Dans cet ordre d’idées, les grands sujets ne manquaient pas. Les grands sujets, d’ailleurs, ne manquent jamais à qui les cherche. On pourrait même dire qu’ils foisonnent, qu’il n’est qu’à étendre la main pour les saisir au vol. Mais, pour les traiter avec fruit, il faut des qualités, des dons, même des vertus, qui ne sont pas l’apanage du vulgaire. Il y faut d’abord de la foi : pour convertir autrui, il faut être croyant soi-même ; un apôtre ironique serait un déplorable apôtre. Il y faut une espèce de bravoure ingénue qui ne tient pas compte du danger, qui affronte sans fléchir le sourire moqueur des sceptiques. Il y faut, enfin et surtout, assez de force et de talent pour être original dans un domaine où la banalité vous guette, pour échapper à cette morne froideur qui est l’écueil propre aux moralités, comme les appelaient nos pères, pour y souffler la flamme, le mouvement et la vie. Foi, courage et vigueur, ce sont, Monsieur, vos caractéristiques. Quelle que fût votre modestie, vous en aviez conscience. Comment eussiez-vous hésité à marcher de l’avant ? Vos amis, dès cette heure, vous avaient baptisé « le Tolstoï du faubourg du Temple » ; comment n’eussiez-vous pas tâché à justifier un si glorieux surnom ?

 

De cette source d’inspiration procède la longue série des pièces sur lesquelles s’est fondée votre célébrité. Toutes ont pour origine l’observation d’un vice ou d’un fléau social, dont un examen réfléchi, ou quelquefois un fait récent, vous a démontré le danger. Par exemple, vous êtes frappé de la déformation produite, en quelques âmes faibles et sans défense, par la pratique du métier politique, des compromissions de conscience auxquelles elles se laissent entraîner, et vous écrivez L’Engrenage, cet impitoyable tableau des mauvaises mœurs parlementaires. Vous remarquez à quels abus peut donner lieu l’exercice de la charité ; il vous déplaît que le malheur d’autrui ne soit pour certaines gens qu’un prétexte de fêtes, de toi lettes et de bavardages, que l’on danse pour un incendie, qu’on organise une comédie pour une inondation et des tableaux vivants pour un tremblement de terre ; et vous démasquez âprement, dans votre pièce des Bienfaiteurs, cette hypocrite profanation de la charité véritable. Loin de vous la pensée de condamner la bienfaisance ; mais vous estimez que l’aumône, faite sans chaleur et sans élan, ne remédie et ne suffit à rien, qu’il faut, comme dit Pascal, « servir les pauvres pauvrement », avec cette grâce discrète, cette douceur attendrie, qui ajoutent au bienfait comme un rayonnement de bonté.
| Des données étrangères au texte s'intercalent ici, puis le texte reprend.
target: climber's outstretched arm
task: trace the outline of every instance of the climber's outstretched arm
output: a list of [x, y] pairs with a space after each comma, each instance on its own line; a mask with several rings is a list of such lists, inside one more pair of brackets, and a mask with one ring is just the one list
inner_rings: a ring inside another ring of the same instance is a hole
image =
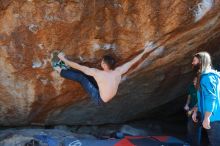
[[95, 74], [96, 74], [97, 69], [89, 68], [87, 66], [83, 66], [83, 65], [80, 65], [80, 64], [75, 63], [73, 61], [70, 61], [65, 58], [65, 55], [63, 53], [59, 53], [58, 57], [60, 58], [60, 60], [65, 62], [65, 64], [69, 65], [70, 67], [72, 67], [74, 69], [80, 70], [81, 72], [83, 72], [89, 76], [95, 76]]

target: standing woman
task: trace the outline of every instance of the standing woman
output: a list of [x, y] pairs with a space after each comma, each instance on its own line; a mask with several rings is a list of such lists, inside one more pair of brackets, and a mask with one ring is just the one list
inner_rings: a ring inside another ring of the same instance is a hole
[[207, 52], [195, 54], [192, 65], [198, 69], [198, 108], [195, 108], [192, 115], [193, 121], [199, 121], [197, 117], [200, 113], [199, 119], [203, 128], [207, 130], [211, 146], [219, 146], [220, 74], [212, 69], [211, 57]]

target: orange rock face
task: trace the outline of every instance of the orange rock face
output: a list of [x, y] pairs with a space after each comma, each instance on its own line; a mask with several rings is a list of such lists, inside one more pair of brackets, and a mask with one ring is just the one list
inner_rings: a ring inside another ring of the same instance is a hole
[[[0, 0], [0, 125], [147, 117], [185, 94], [195, 52], [207, 50], [218, 61], [219, 40], [219, 0]], [[104, 107], [51, 68], [55, 50], [99, 68], [104, 54], [121, 65], [146, 44], [152, 50]]]

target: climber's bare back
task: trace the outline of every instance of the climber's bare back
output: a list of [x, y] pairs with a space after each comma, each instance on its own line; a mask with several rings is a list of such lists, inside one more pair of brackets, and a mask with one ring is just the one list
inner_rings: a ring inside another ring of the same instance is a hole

On vous raconte un jour l’histoire d’un nouveau-né succombant faute de soins, dans un lointain village, tandis que la mère, à Paris, alimente de son lait un enfant étranger. Votre imagination s’échauffe et votre cœur s’émeut. Vous vous représentez les suites cruelles qu’entrains, dans les pays où elle fleurit, l’industrie nourricière, dépérissement du petit campagnard, fainéantise et débauche du mari, démoralisation de la femme, jetée dans un milieu nouveau et dans l’éblouissement d’un luxe corrupteur. De là Les Remplaçantes, dont la sévère leçon est égayée d’un croquis de mœurs villageoises que n’eût pas renié Maupassant… Enfin, et je veux terminer par là ce rappel incomplet de vos heures de triomphe, vous vous haussez, dans La Robe rouge, à la satire d’une grande institution sociale, et vous vous en prenez à la magistrature. L’attaque est vive, mordante, mesurée cependant, d’autant plus redoutable. Nulle vénalité chez vos juges, point de malhonnêteté consciente ; mais la « fièvre de l’avancement » qui fausse la droiture naturelle, la justice regardée comme un métier qui doit nourrir son homme, et la routine enfin, qui fait du magistrat un simple rouage automatique de la grande machine à punir. Et sans doute ces faiblesses sont un peu celles de toutes les professions, mais combien plus graves et dangereuses, lorsqu’il s’agit d’une mission effrayante, sacrée, presque divine, lorsqu’il s’agit d’hommes qui tiennent en leurs mains l’honneur, la liberté, la vie de leurs concitoyens ! La thèse est passionnante, l’action sobre, rapide et du plus poignant intérêt. Jamais, je crois, comme en cette pièce, ne se sont affirmés vos dons de dramaturge ; aucune ne montre plus à découvert votre cœur généreux, rude aux puissants et tendre aux misérables. En la relisant récemment, il me venait à la mémoire cette belle sentence de La Bruyère : « Quand une lecture vous élève l’esprit et qu’elle vous inspire des sentiments nobles et courageux, ne cherchez pas une autre règle pour juger L’ouvrage : il est bon, et fait de main d’ouvrier. »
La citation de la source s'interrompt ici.